With an evolving local presence when OVEC and Coal River strenthened their efforts to organize local communities and encourage individual citizens to join together to protest and speak out, those groups began to provide more ’standing’ for litigation that became firmly rooted in the Southern District of WV …… and with that shift the major amount of news focused more directly on OVEC as the headliner on the court cases [OVEC v XXX, etc.]. Media attention began picking up on the individuals that have come out of the woodwork because of the community organizing efforts, Judy Bonds receiving the Golman Prize elevated CRMW efforts even more….and voila WVHC is still there as a constant, but not so much in the lens of documentary filmmakers or on the frontline of activism by some of the more recently formed movements and coalitions such as Mountain Justice Summer and now SEAC, etc… Other groups from other states also picked up on the growing attention after the EIS and now contribute their own flavor and nuances and energy…….
It seemed like a very long 10 years between WVHC’s first litigation that touched on issues like durable rock fills and contemporaneous reclamation, etc., and Bragg, but then after 1998 more and more people added more and more momentum until you now have a much broader audience and wider base of support. …..I don’t know that you could call it the critical mass that’s needed to change things in significant ways, but it’s a far cry from what was there all those years that Julian was writing and fighting about it …. and even more than were responsive to Larry Gibson when he spent whole legislative sessions in the early 1990’s trying to get people to come up to his mountain to see what was happening……
Despite WVHC’s intensive work to stop mountain top removal, there is currently a little tension between WVHC and some of the newer MTR fighting organizations, such as Coal River Mountain Watch. It regards WVHC’s freshly revised position on wind energy. The soaring peaks of the Allegheny Highlands in WV have been targeted for their wind energy potential. Here is a sketch of the new policy:
Revew of Committee and Board actions show that current Conservancy policy seems to be this:
– To resist installation of the new, very tall turbines in critical locations where there is extreme adverse visual impact on presently pristine, popularly prized vistas.
– To press for siting regulation and thorough review by responsible public agencies.
– To protect endangered species and prevent major avian impact, to the extent we believe a threat exists.
– Otherwise, to welcome and support wind energy development
From all accounts, this policy will be further nuanced at the next board meeting.

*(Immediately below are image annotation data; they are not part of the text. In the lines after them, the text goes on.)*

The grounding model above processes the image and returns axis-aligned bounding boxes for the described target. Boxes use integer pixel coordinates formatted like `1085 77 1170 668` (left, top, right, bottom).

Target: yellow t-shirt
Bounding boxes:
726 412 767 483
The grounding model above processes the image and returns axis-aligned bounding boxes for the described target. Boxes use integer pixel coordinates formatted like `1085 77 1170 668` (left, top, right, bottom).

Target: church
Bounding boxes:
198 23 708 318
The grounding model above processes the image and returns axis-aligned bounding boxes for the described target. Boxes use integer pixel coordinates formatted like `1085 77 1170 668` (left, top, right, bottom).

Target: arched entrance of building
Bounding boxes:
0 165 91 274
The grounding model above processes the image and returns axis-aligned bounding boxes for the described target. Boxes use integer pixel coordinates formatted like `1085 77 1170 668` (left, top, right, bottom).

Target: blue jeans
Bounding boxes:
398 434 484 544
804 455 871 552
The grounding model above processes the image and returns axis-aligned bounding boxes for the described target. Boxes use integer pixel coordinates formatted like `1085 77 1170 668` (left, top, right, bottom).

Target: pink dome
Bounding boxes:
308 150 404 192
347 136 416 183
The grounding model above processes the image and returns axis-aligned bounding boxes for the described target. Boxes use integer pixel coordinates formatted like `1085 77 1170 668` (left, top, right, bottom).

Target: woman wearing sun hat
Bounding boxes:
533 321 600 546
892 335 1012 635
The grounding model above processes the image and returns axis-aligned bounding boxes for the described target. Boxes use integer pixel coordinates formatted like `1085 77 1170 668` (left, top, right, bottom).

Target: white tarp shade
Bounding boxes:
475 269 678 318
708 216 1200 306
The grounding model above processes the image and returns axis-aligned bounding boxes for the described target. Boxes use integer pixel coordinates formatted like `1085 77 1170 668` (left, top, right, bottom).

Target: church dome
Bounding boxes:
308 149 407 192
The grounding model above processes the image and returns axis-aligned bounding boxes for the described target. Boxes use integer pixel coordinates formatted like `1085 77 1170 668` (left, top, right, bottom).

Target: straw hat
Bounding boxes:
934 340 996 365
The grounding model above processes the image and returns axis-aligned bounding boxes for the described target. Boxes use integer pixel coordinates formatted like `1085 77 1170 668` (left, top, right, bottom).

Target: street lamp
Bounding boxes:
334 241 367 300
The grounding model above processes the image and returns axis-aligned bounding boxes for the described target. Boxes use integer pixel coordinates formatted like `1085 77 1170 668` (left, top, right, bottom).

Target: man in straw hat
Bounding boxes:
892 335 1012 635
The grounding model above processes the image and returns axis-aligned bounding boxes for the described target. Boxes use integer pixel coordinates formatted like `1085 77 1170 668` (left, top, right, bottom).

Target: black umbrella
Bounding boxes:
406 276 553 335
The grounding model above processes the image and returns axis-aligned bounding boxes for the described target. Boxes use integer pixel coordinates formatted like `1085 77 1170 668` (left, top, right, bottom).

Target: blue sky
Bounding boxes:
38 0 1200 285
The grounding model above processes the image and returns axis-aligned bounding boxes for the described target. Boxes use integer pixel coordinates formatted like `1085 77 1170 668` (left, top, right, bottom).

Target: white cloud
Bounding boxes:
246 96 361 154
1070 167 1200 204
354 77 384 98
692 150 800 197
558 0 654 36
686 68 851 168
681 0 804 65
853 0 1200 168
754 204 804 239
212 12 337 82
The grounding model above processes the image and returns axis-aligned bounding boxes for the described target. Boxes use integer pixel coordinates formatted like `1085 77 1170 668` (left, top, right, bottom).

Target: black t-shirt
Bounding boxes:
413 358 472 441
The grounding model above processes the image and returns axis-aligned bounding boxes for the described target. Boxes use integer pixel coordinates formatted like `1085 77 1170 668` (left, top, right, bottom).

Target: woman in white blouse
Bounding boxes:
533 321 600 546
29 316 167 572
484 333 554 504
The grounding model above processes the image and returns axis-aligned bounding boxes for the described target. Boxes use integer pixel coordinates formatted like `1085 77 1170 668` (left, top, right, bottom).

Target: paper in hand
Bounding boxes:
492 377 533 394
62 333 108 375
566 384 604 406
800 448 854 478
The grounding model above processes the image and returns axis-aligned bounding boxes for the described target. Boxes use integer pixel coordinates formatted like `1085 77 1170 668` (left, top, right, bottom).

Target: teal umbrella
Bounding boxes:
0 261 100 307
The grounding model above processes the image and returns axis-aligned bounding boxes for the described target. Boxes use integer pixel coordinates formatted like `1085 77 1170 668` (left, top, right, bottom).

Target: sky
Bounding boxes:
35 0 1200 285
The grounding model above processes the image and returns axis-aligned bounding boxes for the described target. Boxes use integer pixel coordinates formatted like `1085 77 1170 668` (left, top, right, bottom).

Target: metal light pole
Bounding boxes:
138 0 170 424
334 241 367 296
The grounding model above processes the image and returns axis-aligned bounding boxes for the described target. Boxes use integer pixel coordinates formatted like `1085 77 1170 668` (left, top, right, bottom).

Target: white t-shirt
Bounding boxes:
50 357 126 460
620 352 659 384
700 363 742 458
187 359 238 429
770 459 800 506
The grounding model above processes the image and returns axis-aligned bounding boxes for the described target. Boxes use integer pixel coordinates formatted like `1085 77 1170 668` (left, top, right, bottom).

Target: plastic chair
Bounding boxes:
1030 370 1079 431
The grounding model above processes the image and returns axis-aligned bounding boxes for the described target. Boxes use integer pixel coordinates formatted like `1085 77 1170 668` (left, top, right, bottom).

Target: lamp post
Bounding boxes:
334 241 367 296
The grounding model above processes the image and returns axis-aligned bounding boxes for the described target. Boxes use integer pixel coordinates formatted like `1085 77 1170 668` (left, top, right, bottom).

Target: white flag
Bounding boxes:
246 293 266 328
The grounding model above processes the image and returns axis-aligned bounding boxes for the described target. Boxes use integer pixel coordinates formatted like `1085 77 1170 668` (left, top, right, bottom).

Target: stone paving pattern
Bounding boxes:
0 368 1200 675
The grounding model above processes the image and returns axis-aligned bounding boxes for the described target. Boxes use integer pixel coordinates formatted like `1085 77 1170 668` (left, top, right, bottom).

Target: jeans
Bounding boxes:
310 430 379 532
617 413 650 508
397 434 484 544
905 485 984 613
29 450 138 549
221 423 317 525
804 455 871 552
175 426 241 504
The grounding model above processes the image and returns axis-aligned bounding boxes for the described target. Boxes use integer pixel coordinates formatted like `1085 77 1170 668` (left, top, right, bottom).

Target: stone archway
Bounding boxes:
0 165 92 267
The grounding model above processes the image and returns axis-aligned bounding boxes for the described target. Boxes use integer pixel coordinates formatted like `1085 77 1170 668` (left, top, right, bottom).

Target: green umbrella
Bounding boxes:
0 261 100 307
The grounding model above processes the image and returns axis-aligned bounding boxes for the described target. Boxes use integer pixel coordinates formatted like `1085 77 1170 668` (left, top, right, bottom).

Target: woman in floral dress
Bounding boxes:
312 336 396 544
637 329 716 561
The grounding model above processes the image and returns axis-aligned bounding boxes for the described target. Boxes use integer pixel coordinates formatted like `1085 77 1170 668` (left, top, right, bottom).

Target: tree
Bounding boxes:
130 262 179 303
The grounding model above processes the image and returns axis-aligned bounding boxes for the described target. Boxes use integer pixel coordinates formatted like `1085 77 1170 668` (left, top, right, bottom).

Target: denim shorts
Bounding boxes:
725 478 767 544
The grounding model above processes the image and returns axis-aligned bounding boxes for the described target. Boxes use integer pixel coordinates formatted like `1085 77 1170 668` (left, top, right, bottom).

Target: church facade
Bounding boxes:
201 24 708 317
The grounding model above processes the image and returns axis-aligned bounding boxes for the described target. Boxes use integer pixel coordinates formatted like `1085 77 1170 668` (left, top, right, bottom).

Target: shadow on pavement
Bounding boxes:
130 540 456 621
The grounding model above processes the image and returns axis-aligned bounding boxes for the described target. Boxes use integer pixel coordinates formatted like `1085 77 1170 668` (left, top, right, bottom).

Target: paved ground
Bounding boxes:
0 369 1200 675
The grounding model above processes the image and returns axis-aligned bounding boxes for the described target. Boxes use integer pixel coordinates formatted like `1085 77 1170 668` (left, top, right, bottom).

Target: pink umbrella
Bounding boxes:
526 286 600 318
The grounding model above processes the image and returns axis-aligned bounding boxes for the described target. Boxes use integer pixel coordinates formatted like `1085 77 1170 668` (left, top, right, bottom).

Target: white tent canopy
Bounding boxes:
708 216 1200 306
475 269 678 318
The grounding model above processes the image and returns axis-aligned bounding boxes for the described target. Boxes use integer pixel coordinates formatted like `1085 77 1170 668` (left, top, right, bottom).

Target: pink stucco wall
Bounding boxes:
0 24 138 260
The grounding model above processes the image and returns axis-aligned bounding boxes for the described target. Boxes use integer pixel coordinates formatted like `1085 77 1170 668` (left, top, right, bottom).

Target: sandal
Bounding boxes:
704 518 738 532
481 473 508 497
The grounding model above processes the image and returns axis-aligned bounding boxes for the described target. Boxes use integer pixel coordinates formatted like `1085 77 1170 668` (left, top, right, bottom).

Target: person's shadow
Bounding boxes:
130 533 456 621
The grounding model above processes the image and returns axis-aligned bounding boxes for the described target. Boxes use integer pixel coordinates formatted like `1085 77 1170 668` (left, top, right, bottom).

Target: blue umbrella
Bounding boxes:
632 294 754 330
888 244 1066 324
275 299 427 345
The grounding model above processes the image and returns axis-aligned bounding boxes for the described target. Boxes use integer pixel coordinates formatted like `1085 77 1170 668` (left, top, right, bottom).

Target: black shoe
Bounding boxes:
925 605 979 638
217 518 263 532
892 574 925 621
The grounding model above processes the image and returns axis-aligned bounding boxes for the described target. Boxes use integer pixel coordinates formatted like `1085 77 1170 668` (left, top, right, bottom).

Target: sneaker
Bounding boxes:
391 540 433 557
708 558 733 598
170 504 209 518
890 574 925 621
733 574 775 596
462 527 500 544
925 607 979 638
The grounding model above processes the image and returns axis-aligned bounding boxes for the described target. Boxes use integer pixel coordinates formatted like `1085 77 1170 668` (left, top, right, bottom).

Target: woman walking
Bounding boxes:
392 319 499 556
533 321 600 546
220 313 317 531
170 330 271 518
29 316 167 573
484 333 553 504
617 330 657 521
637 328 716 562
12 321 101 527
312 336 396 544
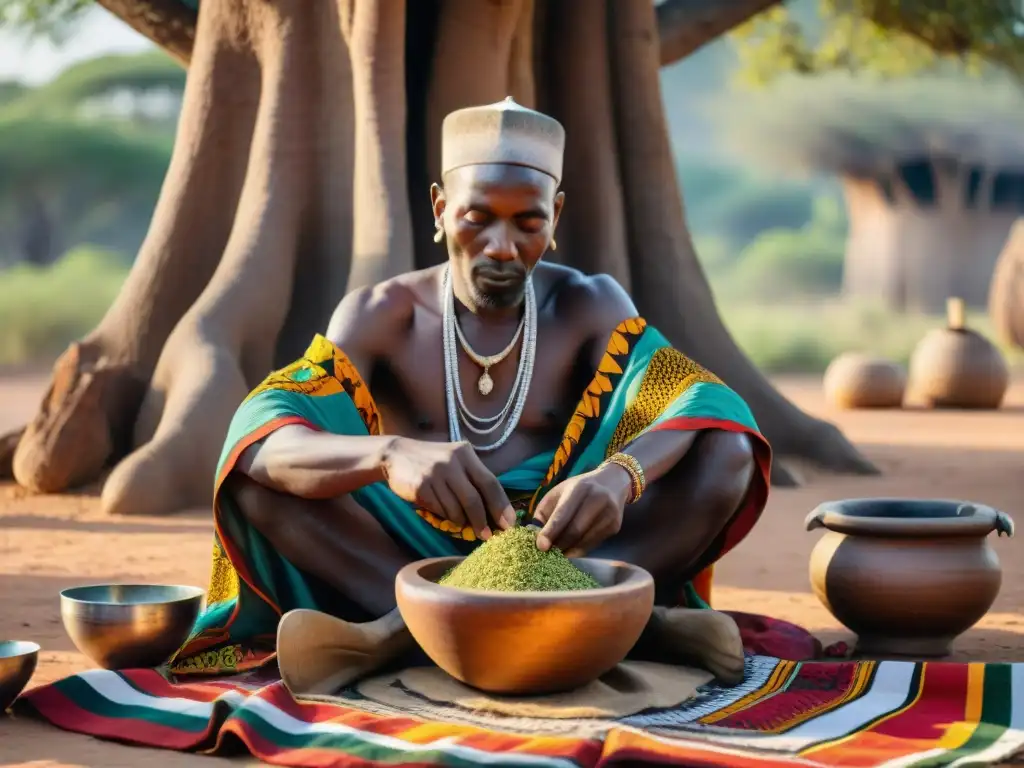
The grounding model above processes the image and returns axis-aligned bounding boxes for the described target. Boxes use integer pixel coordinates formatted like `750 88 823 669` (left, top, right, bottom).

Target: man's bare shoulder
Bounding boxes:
327 268 437 354
545 264 637 335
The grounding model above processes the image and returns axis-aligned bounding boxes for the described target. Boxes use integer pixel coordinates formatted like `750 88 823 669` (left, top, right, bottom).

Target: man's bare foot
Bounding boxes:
278 608 416 695
630 605 743 685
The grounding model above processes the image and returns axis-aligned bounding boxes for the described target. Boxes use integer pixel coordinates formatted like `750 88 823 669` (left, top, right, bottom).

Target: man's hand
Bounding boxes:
383 437 515 541
534 464 632 557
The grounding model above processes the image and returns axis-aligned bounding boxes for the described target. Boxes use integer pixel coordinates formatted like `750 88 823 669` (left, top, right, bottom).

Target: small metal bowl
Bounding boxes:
60 584 204 670
0 640 39 715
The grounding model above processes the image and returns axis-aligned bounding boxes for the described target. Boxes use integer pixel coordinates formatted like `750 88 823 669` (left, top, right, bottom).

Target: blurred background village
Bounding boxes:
0 0 1024 374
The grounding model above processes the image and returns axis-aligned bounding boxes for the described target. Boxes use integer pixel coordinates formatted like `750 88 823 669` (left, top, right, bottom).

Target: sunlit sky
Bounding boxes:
0 7 153 83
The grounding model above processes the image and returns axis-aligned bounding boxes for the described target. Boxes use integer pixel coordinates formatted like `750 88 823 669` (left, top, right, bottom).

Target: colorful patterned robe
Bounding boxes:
171 317 771 675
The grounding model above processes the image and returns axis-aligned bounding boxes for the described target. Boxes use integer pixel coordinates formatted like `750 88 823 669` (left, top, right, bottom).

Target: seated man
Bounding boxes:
173 99 770 684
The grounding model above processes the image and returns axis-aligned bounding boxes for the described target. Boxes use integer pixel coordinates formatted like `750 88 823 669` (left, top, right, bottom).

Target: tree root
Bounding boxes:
13 3 258 493
11 343 145 494
0 427 25 480
101 0 318 515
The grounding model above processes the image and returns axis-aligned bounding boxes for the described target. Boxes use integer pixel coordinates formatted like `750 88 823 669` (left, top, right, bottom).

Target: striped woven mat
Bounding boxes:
18 655 1024 768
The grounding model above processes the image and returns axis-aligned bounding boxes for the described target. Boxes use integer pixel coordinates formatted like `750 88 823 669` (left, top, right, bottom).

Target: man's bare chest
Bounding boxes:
371 329 593 472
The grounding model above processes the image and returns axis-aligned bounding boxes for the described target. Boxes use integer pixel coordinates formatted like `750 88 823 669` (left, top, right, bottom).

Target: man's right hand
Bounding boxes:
383 437 515 541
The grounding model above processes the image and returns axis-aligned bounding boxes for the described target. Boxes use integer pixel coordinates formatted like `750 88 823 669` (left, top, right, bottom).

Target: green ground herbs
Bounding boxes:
438 526 601 592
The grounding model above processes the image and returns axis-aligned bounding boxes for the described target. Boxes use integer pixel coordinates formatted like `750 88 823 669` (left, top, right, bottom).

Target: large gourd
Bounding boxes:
907 298 1010 409
822 352 906 409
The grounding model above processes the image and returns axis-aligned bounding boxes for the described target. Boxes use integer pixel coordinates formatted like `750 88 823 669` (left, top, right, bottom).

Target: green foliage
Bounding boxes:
727 198 846 301
719 299 1024 374
677 158 817 257
0 247 128 365
5 51 185 117
0 118 173 197
733 0 1024 85
701 196 846 302
0 80 29 106
711 73 1024 175
0 0 95 41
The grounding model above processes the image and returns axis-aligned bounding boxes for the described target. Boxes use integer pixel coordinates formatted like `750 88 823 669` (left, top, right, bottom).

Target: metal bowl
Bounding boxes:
395 557 654 695
60 584 204 670
0 640 39 715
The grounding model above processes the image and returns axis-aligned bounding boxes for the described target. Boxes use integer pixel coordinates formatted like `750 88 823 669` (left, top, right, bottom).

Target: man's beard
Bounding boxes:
472 284 526 309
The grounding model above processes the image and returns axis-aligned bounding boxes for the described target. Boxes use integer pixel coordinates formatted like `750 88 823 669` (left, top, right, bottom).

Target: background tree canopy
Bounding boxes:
0 0 1019 370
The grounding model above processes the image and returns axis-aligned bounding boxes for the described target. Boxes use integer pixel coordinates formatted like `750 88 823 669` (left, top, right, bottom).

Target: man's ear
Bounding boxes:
551 190 565 231
430 184 446 221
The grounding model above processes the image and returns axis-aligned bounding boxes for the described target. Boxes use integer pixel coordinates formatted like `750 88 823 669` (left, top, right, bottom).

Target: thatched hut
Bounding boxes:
727 76 1024 311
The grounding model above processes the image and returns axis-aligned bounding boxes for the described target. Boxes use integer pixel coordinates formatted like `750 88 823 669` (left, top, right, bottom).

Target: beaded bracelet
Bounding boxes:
604 453 647 504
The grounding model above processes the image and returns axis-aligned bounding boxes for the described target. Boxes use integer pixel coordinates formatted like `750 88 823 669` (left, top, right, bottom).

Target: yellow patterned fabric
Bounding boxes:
544 317 647 484
605 347 722 456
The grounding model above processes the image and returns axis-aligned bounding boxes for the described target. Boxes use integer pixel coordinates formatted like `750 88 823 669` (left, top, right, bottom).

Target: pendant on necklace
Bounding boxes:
476 369 495 395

The WVHC will support wind farms if a community wants them. For example, residents in the Coal River Valley are pleading for windmills on their mountain to keep it from being destroyed (Massey wants to strip-mine 10 square miles of Coal River Mountain). Take a second to visit www.coalriverwind.org to sign their petition or donate to their effort. Please.
WVHC’s new policy to oppose industrial wind farms in the Highlands has irked some coalfield residents. Their reasoning is simple: Mountain top removal is much more destructive then wind turbines. This argument is undoubtably true…
After reflecting on the small controversy for some time, I have come to support the WVHC policy, primarily because I think West Virginia has already sacrificed enough of its beauty to feed the insatiable “grid.” Why ruin the last pristine area of the state with unsitely and deadly (for birds and bats) windmills? More importantly, wind turbines lining the Alleghany Front will only account for a drop in the bucket of our electricity generation; if such windmills would actually reduce mountain top removal, I guarantee you WVHC members would help with their construction. Furthermore, much of the coal mined in Appalachia is metallurgical and not burned for power. Fifty percent doesn’t even stay in America–it is shipped to Asia! Rather than continue to sacrifice West Virginia’s wonderfulness as fodder for the rapacious grid, lets focus on becoming more energy efficient and responsible.
As an environmental VISTA at a community center in southern WV, I calculated that we could cut our building’s electric bill by 40% with a few simple steps: replace lightbulbs with CFLs, turn off lights and computers, set computers to go on standby, rid the bathrooms of air dryers, keep doors closed, and keep the AC at 72 degrees or above. This doesn’t include other energy saving steps like replacing appliances, etc… The point is, collectively, we can CUT our electricity use dramatically without giving up comfort.